Even the monsters don’t have too much to offer. Aside from the four-armed demons which are introduced and hyped up in the very beginning, only to be not seen again for the next few hundred hours, it’s mostly the typical fantasy RPG cast. The few interesting creatures are eventually made boring by constant repetition with palette swaps. All the dungeons contain statues that lead to “boss fights”, but almost all of the models are later seen as ordinary enemies, too. There are also some gates to more impressive special bosses which require piecing together orbs from broken shards, but even though some of them can be accessed almost immediately, they’re so ridiculously powerful they can only be considered end-game content, so there’s really no point in dangling them in front of the player’s head like carrots that early on.

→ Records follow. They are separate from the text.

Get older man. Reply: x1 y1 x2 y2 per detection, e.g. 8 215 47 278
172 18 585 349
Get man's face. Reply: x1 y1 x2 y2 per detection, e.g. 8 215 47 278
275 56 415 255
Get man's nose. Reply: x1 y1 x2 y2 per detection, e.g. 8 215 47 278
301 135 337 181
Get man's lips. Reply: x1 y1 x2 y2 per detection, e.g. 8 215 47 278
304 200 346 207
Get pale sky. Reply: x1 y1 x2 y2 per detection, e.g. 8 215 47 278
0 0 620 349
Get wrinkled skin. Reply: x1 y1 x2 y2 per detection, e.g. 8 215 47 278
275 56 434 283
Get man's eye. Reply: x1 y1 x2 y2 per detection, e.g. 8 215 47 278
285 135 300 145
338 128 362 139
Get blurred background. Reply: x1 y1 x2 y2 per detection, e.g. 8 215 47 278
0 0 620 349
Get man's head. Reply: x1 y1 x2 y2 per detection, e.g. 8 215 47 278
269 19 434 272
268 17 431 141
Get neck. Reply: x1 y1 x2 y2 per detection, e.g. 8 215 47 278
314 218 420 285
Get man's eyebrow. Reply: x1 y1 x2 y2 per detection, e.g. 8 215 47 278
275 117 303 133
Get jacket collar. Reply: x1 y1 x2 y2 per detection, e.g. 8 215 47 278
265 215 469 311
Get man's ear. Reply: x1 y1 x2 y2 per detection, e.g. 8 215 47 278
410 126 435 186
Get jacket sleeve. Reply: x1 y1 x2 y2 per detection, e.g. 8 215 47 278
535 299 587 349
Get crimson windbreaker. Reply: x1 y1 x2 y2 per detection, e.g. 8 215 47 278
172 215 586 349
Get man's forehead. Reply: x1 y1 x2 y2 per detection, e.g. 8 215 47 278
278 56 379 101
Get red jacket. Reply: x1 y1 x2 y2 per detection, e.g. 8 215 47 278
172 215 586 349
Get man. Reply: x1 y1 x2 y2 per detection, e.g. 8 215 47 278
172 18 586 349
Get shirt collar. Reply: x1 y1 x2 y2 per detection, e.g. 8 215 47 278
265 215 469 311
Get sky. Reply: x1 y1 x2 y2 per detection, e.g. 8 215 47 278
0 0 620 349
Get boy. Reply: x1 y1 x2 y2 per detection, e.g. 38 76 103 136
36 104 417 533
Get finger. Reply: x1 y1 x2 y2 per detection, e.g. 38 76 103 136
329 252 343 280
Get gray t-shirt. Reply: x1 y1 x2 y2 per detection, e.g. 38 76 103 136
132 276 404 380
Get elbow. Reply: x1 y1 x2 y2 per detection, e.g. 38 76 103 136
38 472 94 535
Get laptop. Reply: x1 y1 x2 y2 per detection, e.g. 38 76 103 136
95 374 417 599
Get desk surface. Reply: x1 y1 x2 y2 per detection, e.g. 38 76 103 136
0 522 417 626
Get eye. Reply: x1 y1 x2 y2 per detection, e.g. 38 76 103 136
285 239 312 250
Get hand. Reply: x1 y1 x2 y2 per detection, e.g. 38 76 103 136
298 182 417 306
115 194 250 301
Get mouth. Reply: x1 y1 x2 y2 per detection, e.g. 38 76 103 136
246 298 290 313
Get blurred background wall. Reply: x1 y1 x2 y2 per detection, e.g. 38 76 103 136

The game is meant to be played in parties of four, although as a warrior it’s still feasible to go solo for the first 10-or-so dungeons. Whether fighting alone or in a group, the combat is always hectic and hard to keep under control. It’s possible to lock onto one enemy, but when monsters start ganging up, changing targets becomes unreliable. It’s made worse by a viciously bad camera, which is either much too close to the player to allow a decent overview or tends to get into conflict with dungeon walls. The game does allow to zoom into a quasi-first person perspective, but combat is almost impossible from there, as the camera doesn’t actually point in the direction the character would be looking at.
As any MMORPG, of course Wizardry Online also needs a hundred crafting systems to keep long-time players occupied. Crafting stuff usually is fairly self-contained and linear, with no really meaningful choices, only high requirements for ingredients and mostly money to buy upgrades. Improvements can also fail and destroy the items, further increasing the incentive to shell out real money to secure success on higher levels.
The problems with Wizardry Online all stem from being a free-to-play MMO. The difficulty is only the kind that requires too much patience or a bit of cash, the amount of repetitiveness soon becomes unbearable, the supposed “hardcore” elements are meaningless in practice, and nothing in the world and story feels like it has any weight to it. Since it also neglects most core pillars of the Wizardry spirit (the tactical turn-based combat, the first person dungeon exploration), anyone who’s interested in the concept is better served by trying out the Dark Souls series, who is a much more fitting approximation of what Wizardry as an action-RPG with online components should look like.
In Japan, Wizardry Online was opened on October 14, 2011 and enjoys reasonable popularity in its home country, presumably thanks to the pull of the Wizardry name. Service for a localized English client started on January 31, 2013, but the International version was struggling from the beginning. The servers were never really well-populated, and publisher Sony was too slow in bringing over the added content from Japan to the rather bare-bones core game. Western players never got to lay hands on the ranged weapons that were introduced in Japan in January 2014, for example. The English service was shut down on July 31, 2014. The game remains active in Japan, and a Russian version is available as well.